As day approached, he and his two followers put on the light armour of the time. Champlain wore the doublet and long hose then in vogue. Over the doublet he buckled on a breastplate, and probably a back-piece, while his thighs were protected by cuisses of steel, and his head by a plumed casque. Across his shoulder hung the strap of his bandoleer, or ammunition-box; at his side was his sword, and in his hand his arquebuse, which he had loaded with four balls. Such was the equipment of this ancient Indian-fighter, whose exploits date eleven years before the landing of the Puritans at Plymouth, and sixty-six years before King Philip’s War.

Each of the three Frenchmen was in a separate canoe, and, as it grew light, they kept themselves hidden, either by lying at the bottom, or covering themselves with an Indian robe. The canoes approached the shore, and all landed with-out opposition at some distance from the Iroquois, whom they presently could see filing out of the barricade, tall and strong men, some two hundred in number, of the boldest and fiercest warriors of North America. They advanced through the forest with a steadiness which excited the admiration of Champlain. Among them could be seen several chiefs, made conspicuous by their tall plumes. Some bore shields of wood and hide, and some were covered with a kind of armour made of tough twigs interlaced with a vegetable fibre supposed by Champlain to be cotton.
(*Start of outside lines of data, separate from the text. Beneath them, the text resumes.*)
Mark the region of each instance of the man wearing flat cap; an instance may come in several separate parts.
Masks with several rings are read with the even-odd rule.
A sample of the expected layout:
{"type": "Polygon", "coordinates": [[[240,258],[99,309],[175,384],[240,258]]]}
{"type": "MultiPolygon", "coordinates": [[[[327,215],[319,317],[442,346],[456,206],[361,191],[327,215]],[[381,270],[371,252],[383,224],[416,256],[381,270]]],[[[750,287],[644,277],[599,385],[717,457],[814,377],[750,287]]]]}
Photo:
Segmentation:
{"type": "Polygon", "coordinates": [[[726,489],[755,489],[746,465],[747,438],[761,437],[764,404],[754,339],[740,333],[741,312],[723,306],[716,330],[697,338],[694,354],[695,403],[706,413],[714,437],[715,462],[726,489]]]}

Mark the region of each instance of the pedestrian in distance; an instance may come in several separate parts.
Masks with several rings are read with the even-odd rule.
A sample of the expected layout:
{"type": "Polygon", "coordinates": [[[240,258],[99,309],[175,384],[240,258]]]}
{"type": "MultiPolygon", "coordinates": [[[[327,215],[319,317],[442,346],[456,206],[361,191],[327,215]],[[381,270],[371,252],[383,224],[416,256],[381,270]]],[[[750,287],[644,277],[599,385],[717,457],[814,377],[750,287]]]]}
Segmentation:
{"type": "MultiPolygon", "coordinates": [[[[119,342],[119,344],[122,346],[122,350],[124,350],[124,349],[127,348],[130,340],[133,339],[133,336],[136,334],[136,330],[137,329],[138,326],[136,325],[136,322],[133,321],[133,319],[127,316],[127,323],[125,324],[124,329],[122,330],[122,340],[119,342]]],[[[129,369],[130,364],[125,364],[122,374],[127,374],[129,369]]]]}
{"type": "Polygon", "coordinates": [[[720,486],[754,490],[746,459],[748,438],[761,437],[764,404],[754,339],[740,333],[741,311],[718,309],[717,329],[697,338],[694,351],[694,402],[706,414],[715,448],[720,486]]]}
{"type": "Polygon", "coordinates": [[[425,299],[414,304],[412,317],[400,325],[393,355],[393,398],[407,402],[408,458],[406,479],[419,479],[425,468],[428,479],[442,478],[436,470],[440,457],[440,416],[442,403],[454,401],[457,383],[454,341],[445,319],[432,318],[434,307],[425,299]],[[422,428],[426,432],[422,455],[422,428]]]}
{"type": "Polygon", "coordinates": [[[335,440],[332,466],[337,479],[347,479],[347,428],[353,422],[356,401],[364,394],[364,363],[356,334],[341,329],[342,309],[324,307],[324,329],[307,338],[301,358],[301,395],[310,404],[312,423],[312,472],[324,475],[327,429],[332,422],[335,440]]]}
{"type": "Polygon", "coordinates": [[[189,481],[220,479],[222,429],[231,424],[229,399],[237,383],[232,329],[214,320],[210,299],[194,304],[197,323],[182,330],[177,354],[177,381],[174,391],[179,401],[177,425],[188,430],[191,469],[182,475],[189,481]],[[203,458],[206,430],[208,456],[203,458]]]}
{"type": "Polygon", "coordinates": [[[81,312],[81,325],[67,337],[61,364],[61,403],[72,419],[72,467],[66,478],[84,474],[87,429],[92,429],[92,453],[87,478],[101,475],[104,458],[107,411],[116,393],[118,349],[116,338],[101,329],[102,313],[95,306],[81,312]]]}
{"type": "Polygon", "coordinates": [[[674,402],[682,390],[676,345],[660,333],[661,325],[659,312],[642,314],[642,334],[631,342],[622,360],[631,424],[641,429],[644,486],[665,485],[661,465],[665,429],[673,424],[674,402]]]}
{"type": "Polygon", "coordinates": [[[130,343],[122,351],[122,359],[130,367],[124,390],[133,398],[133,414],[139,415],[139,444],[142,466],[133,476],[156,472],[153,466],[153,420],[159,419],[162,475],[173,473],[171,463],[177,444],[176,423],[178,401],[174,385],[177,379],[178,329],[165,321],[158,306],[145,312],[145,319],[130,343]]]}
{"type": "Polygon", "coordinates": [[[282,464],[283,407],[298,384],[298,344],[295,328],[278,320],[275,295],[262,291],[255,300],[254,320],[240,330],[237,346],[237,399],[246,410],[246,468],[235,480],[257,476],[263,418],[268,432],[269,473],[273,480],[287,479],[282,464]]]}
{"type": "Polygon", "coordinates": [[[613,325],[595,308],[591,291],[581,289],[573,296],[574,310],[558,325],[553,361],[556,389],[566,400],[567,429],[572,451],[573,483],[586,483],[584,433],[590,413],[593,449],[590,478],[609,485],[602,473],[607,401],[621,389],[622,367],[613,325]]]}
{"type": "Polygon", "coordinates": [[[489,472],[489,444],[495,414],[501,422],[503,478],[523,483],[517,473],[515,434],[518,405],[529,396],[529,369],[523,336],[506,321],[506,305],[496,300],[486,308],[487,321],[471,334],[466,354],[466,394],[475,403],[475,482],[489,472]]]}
The allies, growing anxious, called with loud cries for their champion, and opened their ranks that he might pass to the front. He did so, and, advancing before his red companions-in-arms, stood revealed to the astonished gaze of the Iroquois, who, beholding the warlike apparition in their path, stared in mute amazement. But his arquebuse was levelled ; the report startled the woods, a chief fell dead, and another by his side rolled among the bushes. Then there arose from the allies a yell, which, says Champlain, would have drowned a thunder-clap, and the forest was full of whizzing arrows. For a moment, the Iroquois stood firm and sent back their arrows lustily; but when another and another gunshot came from the thickets on their flank, they broke and fled in uncontrollable terror. Swifter than hounds, the allies tore through the bushes in pursuit. Some of the Iroquois were killed; more were taken. Camp, ca-noes, provisions, all were abandoned, and many weapons flung down in the panic flight. The arquebuse had done its work. The victory was complete.

The victors made a prompt retreat from the scene of their triumph. Three or four days brought them to the mouth of the Richelieu. Here they separated; the Hurons and Algonquins made for the Ottawa, their homeward route, each with a share of prisoners for future torments. At parting they invited Champlain to visit their towns and aid them in their wars,—an invitation which this paladin of the woods failed not to accept.

Thus did New France rush into collision with the redoubted warriors of the Five Nations. Here was the beginning, in some measure doubtless the cause, of a long suite of murderous conflicts, bearing havoc and flame to generations yet unborn. Champlain had invaded the tiger’s den; and now, in smothered fury, the patient savage would lie biding his day of blood.